In another list of the thousand names of Siva (for there are five or six of them extracted from so many puranas) we read
, as one of his names, Balesa Isa or Iswara the infant. In the same list Siva is said to be Varahi-Palaca, or he who fostered and cherished Varahi, the consort of Vishnu, who was incarnated in the character of Sharma. From the above passages the learned here believe that Siva, in a human shape, was legally appointed to raise seed to Sharma during an illness thought incurable. In this sense Japhet certainly dwelt in the tents of Shem. My chief pandit has repeatedly, and most positively, assured me, that the posterity of Sharma to the tenth or twelfth generation, is mentioned in some of the puranas. His search after it has hitherto proved fruitless, but it is true, that we have been able to procure only a few sections of some of the more scarce and valuable puranas. The field is immense, and the powers of a single individual too limited.
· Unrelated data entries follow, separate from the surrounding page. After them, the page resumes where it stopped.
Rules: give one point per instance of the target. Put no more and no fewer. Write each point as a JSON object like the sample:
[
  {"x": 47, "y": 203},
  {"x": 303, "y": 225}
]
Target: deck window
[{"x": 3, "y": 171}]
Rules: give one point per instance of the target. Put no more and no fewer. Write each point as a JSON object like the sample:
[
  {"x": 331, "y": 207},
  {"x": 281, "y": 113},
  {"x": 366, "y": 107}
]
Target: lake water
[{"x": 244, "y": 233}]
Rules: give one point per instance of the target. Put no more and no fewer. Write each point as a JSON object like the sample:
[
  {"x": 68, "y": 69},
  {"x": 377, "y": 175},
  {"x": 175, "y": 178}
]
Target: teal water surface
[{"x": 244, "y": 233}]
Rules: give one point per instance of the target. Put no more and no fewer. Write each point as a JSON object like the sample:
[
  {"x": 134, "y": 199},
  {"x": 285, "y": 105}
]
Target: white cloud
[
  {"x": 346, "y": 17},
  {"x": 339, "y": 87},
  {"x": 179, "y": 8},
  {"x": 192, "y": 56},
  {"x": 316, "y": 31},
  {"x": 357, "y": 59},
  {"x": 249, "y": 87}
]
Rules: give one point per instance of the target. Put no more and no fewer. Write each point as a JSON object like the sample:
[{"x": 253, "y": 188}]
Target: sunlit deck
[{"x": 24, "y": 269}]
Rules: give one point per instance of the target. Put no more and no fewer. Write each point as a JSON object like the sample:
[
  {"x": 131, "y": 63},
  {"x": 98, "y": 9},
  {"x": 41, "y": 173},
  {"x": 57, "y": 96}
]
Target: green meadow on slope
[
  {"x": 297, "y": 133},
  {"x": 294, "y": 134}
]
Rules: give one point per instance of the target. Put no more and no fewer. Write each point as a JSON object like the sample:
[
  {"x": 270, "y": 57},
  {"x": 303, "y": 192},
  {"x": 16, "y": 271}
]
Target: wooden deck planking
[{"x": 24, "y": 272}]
V. The ancient statues of the gods having been destroyed by the Mussulmans, except a few which were concealed during the various persecutions of these unmerciful zealots, others have been erected occasionally, but they are generally represented in a modern dress. The statue of Bala-Rama at Mutra has very little resemblance to the Theban Hercules, and, of course, does not answer exactly to the description of Megasthenes[??????]. There is, however, a very ancient statue of Bala-Rama at a place called Baladeva, or Baldeo in the vulgar dialects, which answers minutely to his description. It was visited some years ago by the late Lieutenant Stewart, and I shall describe it in his own words: "Bala-Rama or Bala-deva is represented there with a ploughshare in his left hand with which he hooked his enemies, and in his right hand a thick cudgel, with which he cleft their sculls; his shoulders are covered with the skin of a tyger. The village of Baldeo is thirteen miles E. by S. from Muttra.”

Here I shall observe, that the ploughshare is always represented very small [and] sometimes omitted; and that it looks exactly like a harpoon, with a strong hook, or a gaff, as it is usually called by fishermen[???]. My pandits inform me also, that Bala-Rama is sometimes represented with his shoulders covered with the skin of a lion.